In 2006, the charity was further expanded, adding four hospitals in the United States, two in Australia, and one in Egypt. In addition to this, on December 13, 2006, there was a charity dinner and auction, where items participants were able to bid on included a gaming day for four in the Penny Arcade office, an appearance in a Penny Arcade strip, a tour of Bungie and recording session for the voice of a character in Halo 3, and a two-year subscription to World of Warcraft and the Burning Crusade special edition signed by all the developers. The year 2006 also became the first time that the 1 million dollar mark was reached.

In 2007, the charity added a hospital each in Hawaii and New Zealand.

During the 2008 Penny Arcade Expo, Harmonix announced that three songs from the Expo will be made available for download for the Rock Band video game. The proceeds of these three songs will go to the charity.

On November 13, 2009, Mike Krahulik announced that after one week, the Child's Play 2009 total had already reached $455,863.80.

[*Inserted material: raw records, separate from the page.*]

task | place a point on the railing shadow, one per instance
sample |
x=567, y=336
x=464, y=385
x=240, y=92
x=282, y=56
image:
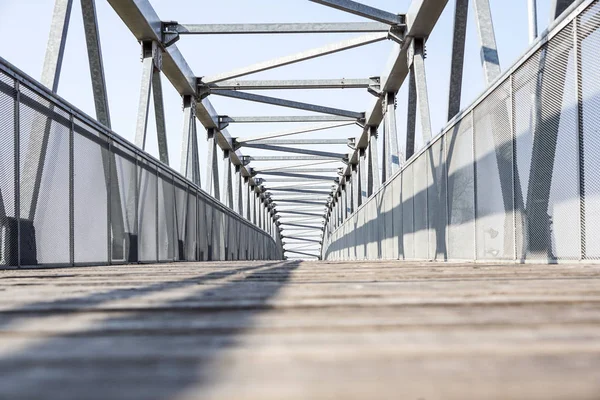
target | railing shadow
x=154, y=353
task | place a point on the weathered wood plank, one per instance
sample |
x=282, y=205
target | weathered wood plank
x=268, y=330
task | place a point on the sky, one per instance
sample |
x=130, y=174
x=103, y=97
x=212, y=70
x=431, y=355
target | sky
x=208, y=55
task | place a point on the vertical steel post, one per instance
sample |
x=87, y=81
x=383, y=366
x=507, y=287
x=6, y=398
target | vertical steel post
x=227, y=180
x=17, y=166
x=532, y=19
x=411, y=117
x=144, y=100
x=487, y=40
x=38, y=143
x=421, y=87
x=373, y=181
x=392, y=161
x=355, y=188
x=212, y=170
x=580, y=136
x=461, y=12
x=362, y=170
x=72, y=191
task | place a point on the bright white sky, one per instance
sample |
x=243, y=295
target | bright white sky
x=24, y=25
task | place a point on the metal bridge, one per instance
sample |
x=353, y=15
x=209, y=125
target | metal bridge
x=460, y=263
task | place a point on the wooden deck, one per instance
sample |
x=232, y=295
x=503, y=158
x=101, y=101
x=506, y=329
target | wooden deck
x=242, y=330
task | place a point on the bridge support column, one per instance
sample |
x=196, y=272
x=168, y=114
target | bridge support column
x=373, y=181
x=355, y=188
x=391, y=154
x=190, y=163
x=363, y=172
x=461, y=12
x=227, y=180
x=238, y=200
x=151, y=67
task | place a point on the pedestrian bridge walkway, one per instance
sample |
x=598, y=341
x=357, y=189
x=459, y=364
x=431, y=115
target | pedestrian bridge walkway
x=301, y=330
x=190, y=289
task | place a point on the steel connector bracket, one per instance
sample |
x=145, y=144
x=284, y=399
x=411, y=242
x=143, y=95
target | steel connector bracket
x=170, y=35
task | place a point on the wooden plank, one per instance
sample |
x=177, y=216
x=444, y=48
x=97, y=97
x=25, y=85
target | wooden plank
x=299, y=330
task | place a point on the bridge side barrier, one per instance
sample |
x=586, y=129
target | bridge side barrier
x=165, y=217
x=515, y=177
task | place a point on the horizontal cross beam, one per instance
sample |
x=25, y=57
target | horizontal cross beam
x=287, y=103
x=288, y=158
x=311, y=128
x=301, y=141
x=296, y=84
x=274, y=28
x=294, y=175
x=294, y=170
x=299, y=191
x=295, y=150
x=363, y=10
x=285, y=119
x=295, y=58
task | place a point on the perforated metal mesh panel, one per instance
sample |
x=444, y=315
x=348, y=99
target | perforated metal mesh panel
x=521, y=184
x=82, y=195
x=202, y=229
x=461, y=196
x=588, y=39
x=421, y=233
x=91, y=180
x=494, y=169
x=408, y=225
x=546, y=153
x=44, y=156
x=167, y=227
x=148, y=212
x=123, y=205
x=191, y=229
x=8, y=221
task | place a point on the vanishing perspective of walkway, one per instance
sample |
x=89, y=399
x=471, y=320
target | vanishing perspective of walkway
x=462, y=263
x=301, y=330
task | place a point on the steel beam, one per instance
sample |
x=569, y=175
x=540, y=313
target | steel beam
x=297, y=131
x=98, y=79
x=94, y=50
x=144, y=23
x=558, y=7
x=300, y=213
x=363, y=10
x=151, y=66
x=421, y=86
x=303, y=141
x=295, y=84
x=189, y=151
x=289, y=158
x=487, y=40
x=212, y=170
x=363, y=181
x=421, y=18
x=295, y=58
x=373, y=180
x=287, y=103
x=304, y=176
x=38, y=144
x=294, y=170
x=285, y=119
x=275, y=28
x=295, y=150
x=532, y=19
x=461, y=12
x=411, y=117
x=392, y=156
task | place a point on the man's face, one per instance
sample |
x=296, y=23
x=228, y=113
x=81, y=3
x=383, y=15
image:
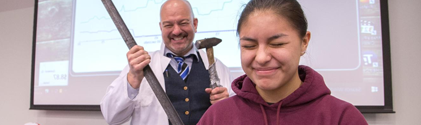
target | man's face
x=178, y=27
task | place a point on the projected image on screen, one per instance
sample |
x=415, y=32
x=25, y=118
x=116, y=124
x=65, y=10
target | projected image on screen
x=79, y=51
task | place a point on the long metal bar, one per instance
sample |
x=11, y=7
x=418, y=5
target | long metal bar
x=149, y=75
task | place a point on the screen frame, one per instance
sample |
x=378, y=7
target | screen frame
x=387, y=71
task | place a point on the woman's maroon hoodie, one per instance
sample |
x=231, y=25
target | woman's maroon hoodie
x=310, y=104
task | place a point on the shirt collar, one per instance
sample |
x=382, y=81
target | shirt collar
x=192, y=51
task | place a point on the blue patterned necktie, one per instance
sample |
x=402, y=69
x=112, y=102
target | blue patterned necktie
x=182, y=68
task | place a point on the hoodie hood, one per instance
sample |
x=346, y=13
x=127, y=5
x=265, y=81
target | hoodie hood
x=312, y=88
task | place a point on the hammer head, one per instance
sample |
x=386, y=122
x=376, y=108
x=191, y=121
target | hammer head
x=207, y=42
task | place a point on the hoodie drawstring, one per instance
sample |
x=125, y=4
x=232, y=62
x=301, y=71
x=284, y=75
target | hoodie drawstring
x=264, y=114
x=277, y=114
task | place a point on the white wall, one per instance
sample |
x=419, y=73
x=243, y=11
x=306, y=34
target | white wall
x=16, y=25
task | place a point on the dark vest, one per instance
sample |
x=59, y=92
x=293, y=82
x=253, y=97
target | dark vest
x=189, y=97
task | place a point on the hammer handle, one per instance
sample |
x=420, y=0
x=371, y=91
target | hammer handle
x=209, y=52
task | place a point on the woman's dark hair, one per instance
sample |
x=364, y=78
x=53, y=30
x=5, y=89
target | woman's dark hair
x=290, y=9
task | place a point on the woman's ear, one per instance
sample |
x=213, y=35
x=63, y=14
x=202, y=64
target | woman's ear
x=304, y=44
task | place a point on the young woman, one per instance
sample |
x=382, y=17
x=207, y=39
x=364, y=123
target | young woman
x=276, y=90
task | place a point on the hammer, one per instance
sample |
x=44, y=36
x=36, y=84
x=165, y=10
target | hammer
x=208, y=43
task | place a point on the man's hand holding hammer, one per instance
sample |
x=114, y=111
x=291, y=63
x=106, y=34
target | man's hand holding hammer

In 2010, Epic Games held a vote-by-purchase event between July 29 and September 6 to determine the fate of a character, Clayton Carmine, in their upcoming game Gears of War 3. Gamers voted by purchasing Xbox avatar T-shirts through Xbox live, or real life T-shirts at San Diego Comic-Con, with all purchases counting towards the vote. The voting campaign raised over $150,000, all of which was donated to Child's Play.

In 2011, Mike Krahulik announced the first annual Child's Play Invitational Golf Tournament to be held at the Brookside Golf Course in Pasadena, California on June 5, 2011. All proceeds from the event go to the partner hospitals & facilities in the Child's Play network. The Golf Tournament was subsequently held at Angeles National Golf Course in Sunland, California, on June 8, 2012, and Inglewood Golf Club in Kenmore, Washington, on May 20, 2013.

In November 2013, Program Coordinator Jamie Dillion announced the first ever expansion of Child's Play to benefit children in domestic violence facilities. The program was announced as a pilot and is scheduled to expand to open applications in Spring 2014. The shelter program will provide a pre-built game cart with game system, television, and games and will serve emergency shelters, long term shelters, advocacy centers and more.

In 2016, the charity raised over $160k at their Annual Dinner Auction, provided nearly 30 grants to libraries, shelters, schools, trauma centers, transitional housing, day programs and more to help them purchase games and systems. Also helped supply VR setups to hospitals for therapy and distraction along with iPads to special education classrooms and inpatient psychiatric units.